As you can see, this is even more primitive than a RISC CPU. But
note that the compiler has complete control and could find
interesting things to do with the four moves I have omitted from
the example.

When I was designing the Tachyon CPU, I came up with a nice
implementation for PICs. But it used associative memory for
the microcode cache and I can't put that in the Merlin 6. So
here is the idea adapted for a direct mapped cache:

   <432,0> [true] R6 -> PIC_TRIG; [true] CONST32 -> PIC_OP; #????
   <IntMap> [true] R0-> ADDER_OP; [true] R2 -> ADDER_TRIG; #7 -> CR; ..
   <FloatMap> [true] R0 -> FADD_OP; [true] R2 -> FADD_TRIG; #3 -> CR; ..
   <432,3> [true] FADD_OUT -> R0; ... ; ... ; ...
   <432,7> [true] ADDER_OUT -> R0; ... ; ... ; ...

I am supposing that by the time the CPU tries to execute the bytecode
at memory address 432 (which would be "send '+'" or something similar)
the map of the guy of the top of the stack has been loaded into R6.
We move a 32 bit constant into the operation register of the PIC
unit.

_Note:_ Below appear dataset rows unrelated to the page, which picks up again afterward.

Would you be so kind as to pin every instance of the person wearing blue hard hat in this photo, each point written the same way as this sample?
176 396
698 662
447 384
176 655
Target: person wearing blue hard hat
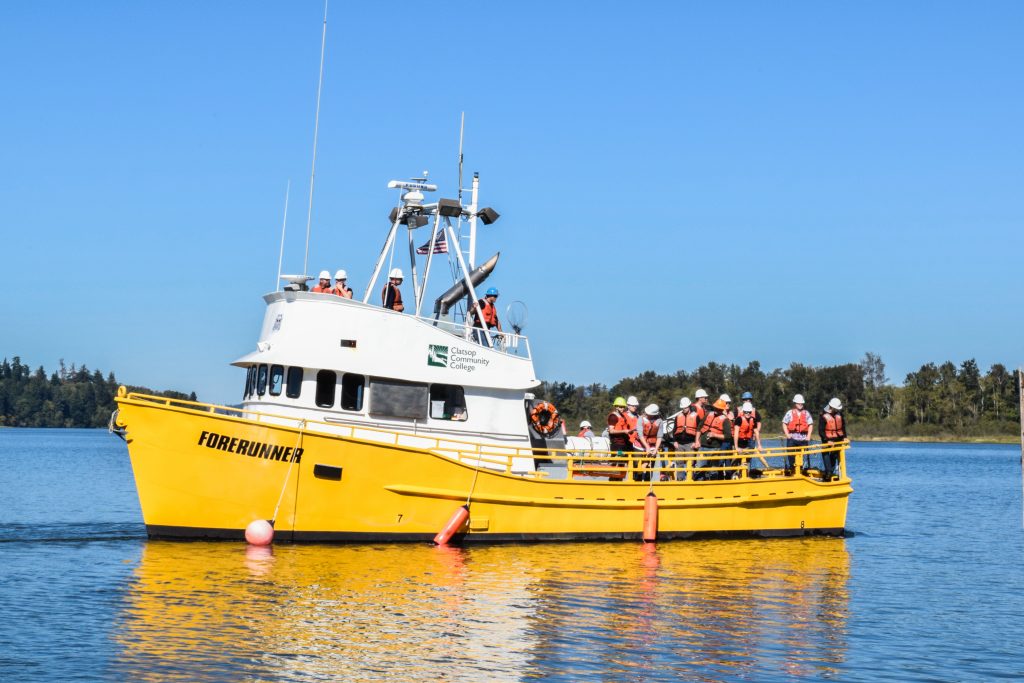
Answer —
484 312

This constant comes from the 32 lower bits in this cache
word (shown as #???? above), so the last two moves don't exist
(their condition is automatically forced to "false"). Meanwhile,
R6 has been moved to the trigger register. The PIC unit compares
bits 2 to 11 in R6 to three 10 bit values in the constant.
Depending on which one matches, it fetches in the next clock the
word in the cache located 1, 2 or 3 words after the one with these
moves. Instead of comparing that word's tag with <IP,CR> as it
normally does, it compares it with bits 12 to 27 in R6 and if
they don't match it causes a cache miss. That constant would
be calculated by the compiler like this:

        ???? = (((intMap >> 2) & 0x0FFC) << 20) |
               (((floatMap >> 2) & 0x0FFC) << 10) |
               0; /* no third entry */

This way we can have PICs up to 3 entries (which is most of them)
which start executing the destination code in just one clock. If
the PIC has less than 3 entries (as in this example), the other
cache lines can be reused for other things.

This is a key feature of Merlin 6, so I would love to know of
any flaws that I might have overlooked before I spend all my
money on it. I am specially interested in the opinions of those
who think that hardware of OO languages is a bad idea.